The problem is that there is little understanding that Efta/EEA membership is not an easy option, not least because the first hurdle that has to be surmounted is Efta membership. Coming at that, reluctantly, as a last resort, is not going to get us welcomed with open arms.

Should we surmount that obstacle, the fact that the EEA Agreement is not an off-the-shelf option but a complex series of country-specific adaptations which make the deal for each of the three Efta states unique.

Here, we have the pundits – almost to a man – burbling about the CAP and the CFP being excluded from the EEA Agreement, as if that was necessarily an advantage. But the fact is that, while the exclusion of agriculture suits the Efta states (as does the exclusion of fishing suit Norway and Iceland), this will not be the case for the UK.

Like it or not, decades of policy integration have enmeshed us in the European systems. Making the break – if we are to avoid unnecessary damage – needs to be slow and very carefully managed.

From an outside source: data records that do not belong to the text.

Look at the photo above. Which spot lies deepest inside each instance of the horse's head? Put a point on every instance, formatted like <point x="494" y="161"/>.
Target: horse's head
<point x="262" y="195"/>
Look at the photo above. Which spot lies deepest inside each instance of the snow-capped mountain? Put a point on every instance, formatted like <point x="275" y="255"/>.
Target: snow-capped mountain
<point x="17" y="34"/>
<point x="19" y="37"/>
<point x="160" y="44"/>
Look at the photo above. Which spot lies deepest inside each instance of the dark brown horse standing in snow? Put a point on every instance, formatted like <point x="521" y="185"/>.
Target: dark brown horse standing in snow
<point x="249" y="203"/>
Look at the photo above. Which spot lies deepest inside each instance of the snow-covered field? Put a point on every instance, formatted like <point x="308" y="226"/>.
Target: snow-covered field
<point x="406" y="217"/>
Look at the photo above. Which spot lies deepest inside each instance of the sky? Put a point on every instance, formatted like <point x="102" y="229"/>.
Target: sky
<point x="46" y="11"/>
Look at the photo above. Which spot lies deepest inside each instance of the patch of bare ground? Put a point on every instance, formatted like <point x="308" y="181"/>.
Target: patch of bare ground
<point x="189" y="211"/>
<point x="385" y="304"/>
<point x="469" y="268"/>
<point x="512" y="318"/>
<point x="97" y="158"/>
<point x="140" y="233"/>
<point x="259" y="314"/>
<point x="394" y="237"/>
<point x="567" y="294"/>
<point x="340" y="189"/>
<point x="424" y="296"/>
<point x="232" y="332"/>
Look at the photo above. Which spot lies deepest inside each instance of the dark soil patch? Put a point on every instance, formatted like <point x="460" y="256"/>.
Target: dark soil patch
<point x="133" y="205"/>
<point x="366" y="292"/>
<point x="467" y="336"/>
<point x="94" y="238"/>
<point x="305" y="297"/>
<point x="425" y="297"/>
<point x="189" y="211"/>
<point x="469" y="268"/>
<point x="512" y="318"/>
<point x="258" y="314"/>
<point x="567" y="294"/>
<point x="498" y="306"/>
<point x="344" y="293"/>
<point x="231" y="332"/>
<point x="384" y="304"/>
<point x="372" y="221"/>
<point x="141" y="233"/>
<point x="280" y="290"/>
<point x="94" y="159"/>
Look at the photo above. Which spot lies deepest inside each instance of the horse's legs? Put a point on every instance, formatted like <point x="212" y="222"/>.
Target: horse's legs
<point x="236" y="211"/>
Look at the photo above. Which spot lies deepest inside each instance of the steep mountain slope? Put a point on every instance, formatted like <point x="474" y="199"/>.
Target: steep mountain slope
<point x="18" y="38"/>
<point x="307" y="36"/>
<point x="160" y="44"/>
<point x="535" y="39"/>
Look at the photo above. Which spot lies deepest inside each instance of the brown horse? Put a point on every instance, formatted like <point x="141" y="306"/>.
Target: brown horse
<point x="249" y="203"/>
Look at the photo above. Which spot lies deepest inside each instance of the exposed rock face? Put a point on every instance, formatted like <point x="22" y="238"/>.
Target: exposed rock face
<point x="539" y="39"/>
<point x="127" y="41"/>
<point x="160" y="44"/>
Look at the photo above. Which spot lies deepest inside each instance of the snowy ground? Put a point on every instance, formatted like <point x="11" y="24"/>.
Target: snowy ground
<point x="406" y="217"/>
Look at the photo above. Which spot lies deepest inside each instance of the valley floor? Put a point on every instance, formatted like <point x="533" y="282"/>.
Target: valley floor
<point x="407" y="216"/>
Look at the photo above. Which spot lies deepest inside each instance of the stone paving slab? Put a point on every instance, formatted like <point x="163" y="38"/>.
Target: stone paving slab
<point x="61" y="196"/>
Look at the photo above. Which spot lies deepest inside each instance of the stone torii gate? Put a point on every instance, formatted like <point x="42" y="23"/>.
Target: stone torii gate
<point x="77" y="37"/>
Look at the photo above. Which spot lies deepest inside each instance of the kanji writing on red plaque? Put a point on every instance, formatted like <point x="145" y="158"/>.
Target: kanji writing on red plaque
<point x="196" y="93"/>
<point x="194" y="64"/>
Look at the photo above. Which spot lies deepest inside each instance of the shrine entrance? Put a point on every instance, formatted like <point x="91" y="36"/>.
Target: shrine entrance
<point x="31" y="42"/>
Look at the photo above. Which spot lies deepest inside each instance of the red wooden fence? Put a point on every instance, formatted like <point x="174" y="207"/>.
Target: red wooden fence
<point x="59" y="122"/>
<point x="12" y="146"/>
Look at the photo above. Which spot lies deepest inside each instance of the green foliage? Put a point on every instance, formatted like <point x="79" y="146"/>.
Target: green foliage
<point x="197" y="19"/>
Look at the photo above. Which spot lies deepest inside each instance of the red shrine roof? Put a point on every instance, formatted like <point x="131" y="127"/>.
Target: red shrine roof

In the meantime, parallel farming and fishing policies specific to the UK, embedded in protocols to the EEA Agreement, would be an admirable way of managing our affairs.

Similarly, although financial services are not a core part of the EEA Agreement, the structure of the agreement, with its three tiers of the core, the protocols and the annexes, lends it to building an agreement within an agreement, using the established institutions to manage its implementation.

Another thing which comes across, with increasing force, is that in respect of the Efta states, the EEA agreement does not define the totality of their relationships with the EU. Norway, for instance, has no fewer than 49 bilateral agreements with the EU and is a co-signatory to over 130 multilateral agreements.

Many of these are not relevant to the UK but many are. And in many important areas, the EEA Agreement provides either the platform on which other agreements are based, or the means by which they are implemented – or both.

That brings us back to where we started, with the problem that Heathrow faces in that it stands to lose the mutual recognition of airport safety certification, leading to a possible shutdown after Brexit (other than domestic flights).

With this even being acknowledged by the CAA, we are desperately in need of a solution which will keep our airports open and our aircraft flying. And while the Efta/EEA option does not provide a solution, it paves the way for one, as it allows EASA to treat Efta states as if they were fully integrated into the EU system.

The interesting thing is that, without the Efta/EEA option, I don't see an easy or quick solution to the aviation issue. It may be a long time after Brexit before we see pictures of Heathrow like the one above. And returning to the status quo applies equally to the food sector, to vehicle manufacturing, pharmaceuticals and many other sectors. The Efta/EEA option does not directly provide the solutions but it paves the way to them.

That said, there is no way that we can use Efta/EEA membership as a get out of jail free card. At this late hour, it cannot be treated as an alternative to the Chequers/White Paper plan. Having wasted so much time, the only way sensibly we can progress is to go with what we've got and then pursue Efta/EEA membership in the transitional period.

That would mean reorienting the nature of our future trading arrangements and committing to a declaration which identified Efta/EEA as our preferred option. And that is very far away from what the pundits are suggesting. That makes Pete perhaps a little more optimistic than I am, but then, neither of us are giving up until the fat lady has had her coronary.